Al-Jundi v. Rockefeller

88 F.R.D. 244, 1980 U.S. Dist. LEXIS 14375
CourtDistrict Court, W.D. New York
DecidedOctober 27, 1980
DocketNo. Civ-75-132
StatusPublished
Cited by30 cases

This text of 88 F.R.D. 244 (Al-Jundi v. Rockefeller) is published on Counsel Stack Legal Research, covering District Court, W.D. New York primary law. Counsel Stack provides free access to over 12 million legal documents including statutes, case law, regulations, and constitutions.

Bluebook
Al-Jundi v. Rockefeller, 88 F.R.D. 244, 1980 U.S. Dist.
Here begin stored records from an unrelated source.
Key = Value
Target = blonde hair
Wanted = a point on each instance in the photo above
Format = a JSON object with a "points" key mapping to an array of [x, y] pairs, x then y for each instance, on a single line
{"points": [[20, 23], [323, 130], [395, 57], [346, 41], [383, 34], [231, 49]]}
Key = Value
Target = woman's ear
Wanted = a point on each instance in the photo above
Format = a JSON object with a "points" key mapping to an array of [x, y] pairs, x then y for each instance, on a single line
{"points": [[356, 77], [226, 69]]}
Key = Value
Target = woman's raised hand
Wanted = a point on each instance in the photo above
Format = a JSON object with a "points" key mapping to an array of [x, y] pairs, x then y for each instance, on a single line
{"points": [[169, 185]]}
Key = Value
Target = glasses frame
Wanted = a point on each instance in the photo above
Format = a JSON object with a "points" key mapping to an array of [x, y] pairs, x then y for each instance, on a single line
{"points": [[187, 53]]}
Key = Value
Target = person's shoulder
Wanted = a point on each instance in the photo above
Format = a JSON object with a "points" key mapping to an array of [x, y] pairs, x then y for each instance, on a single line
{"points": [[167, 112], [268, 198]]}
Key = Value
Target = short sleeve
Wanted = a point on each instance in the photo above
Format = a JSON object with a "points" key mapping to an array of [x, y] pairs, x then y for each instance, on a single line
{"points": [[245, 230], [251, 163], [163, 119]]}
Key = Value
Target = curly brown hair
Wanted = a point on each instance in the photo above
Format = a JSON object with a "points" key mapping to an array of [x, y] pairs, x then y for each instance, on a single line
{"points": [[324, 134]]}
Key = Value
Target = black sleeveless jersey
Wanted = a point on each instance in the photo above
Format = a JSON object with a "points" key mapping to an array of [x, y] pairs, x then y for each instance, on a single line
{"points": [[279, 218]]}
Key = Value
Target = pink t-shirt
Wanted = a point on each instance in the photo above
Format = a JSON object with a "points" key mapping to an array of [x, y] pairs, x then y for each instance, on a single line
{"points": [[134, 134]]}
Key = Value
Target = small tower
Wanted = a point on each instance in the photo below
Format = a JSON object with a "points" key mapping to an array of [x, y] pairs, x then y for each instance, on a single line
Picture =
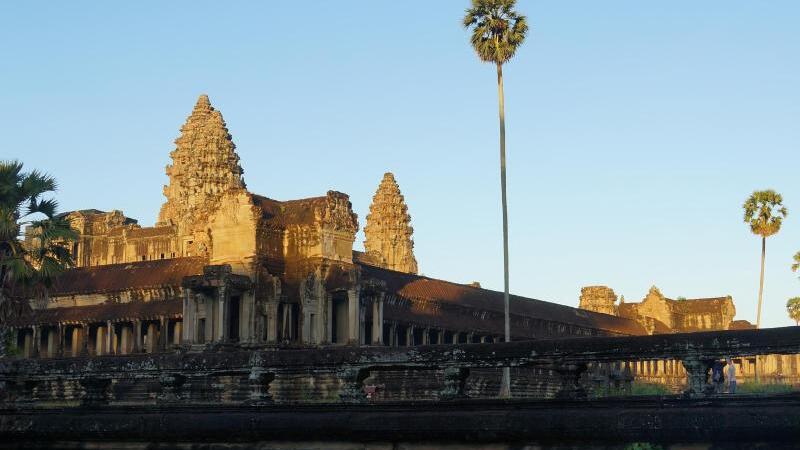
{"points": [[388, 230], [204, 167], [598, 299]]}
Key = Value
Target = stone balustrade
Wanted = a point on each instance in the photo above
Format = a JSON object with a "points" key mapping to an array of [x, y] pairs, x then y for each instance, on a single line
{"points": [[340, 374]]}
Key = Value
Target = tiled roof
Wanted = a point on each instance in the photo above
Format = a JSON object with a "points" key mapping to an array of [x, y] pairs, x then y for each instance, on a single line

LEXIS 14375 (W.D.N.Y. 1980).

Opinion

MEMORANDUM AND ORDER

ELFVIN, District Judge.

Now before me in this protracted civil rights litigation are three matters (two of which are very closely related): plaintiff’s motion under Fed.R.Civ.P. rule 25(a) to substitute the Estate of Nelson A. Rockefeller (“the estate”) in the place and stead of defendant Rockefeller, defendant Rockefeller’s related motion to dismiss and my Order directing plaintiffs to show cause why this action should not be dismissed for failure to comply with my order delivered in open court April 21, 1980 directing plaintiffs to commence discovery within sixty days from such date. I shall treat these issues in the above sequence.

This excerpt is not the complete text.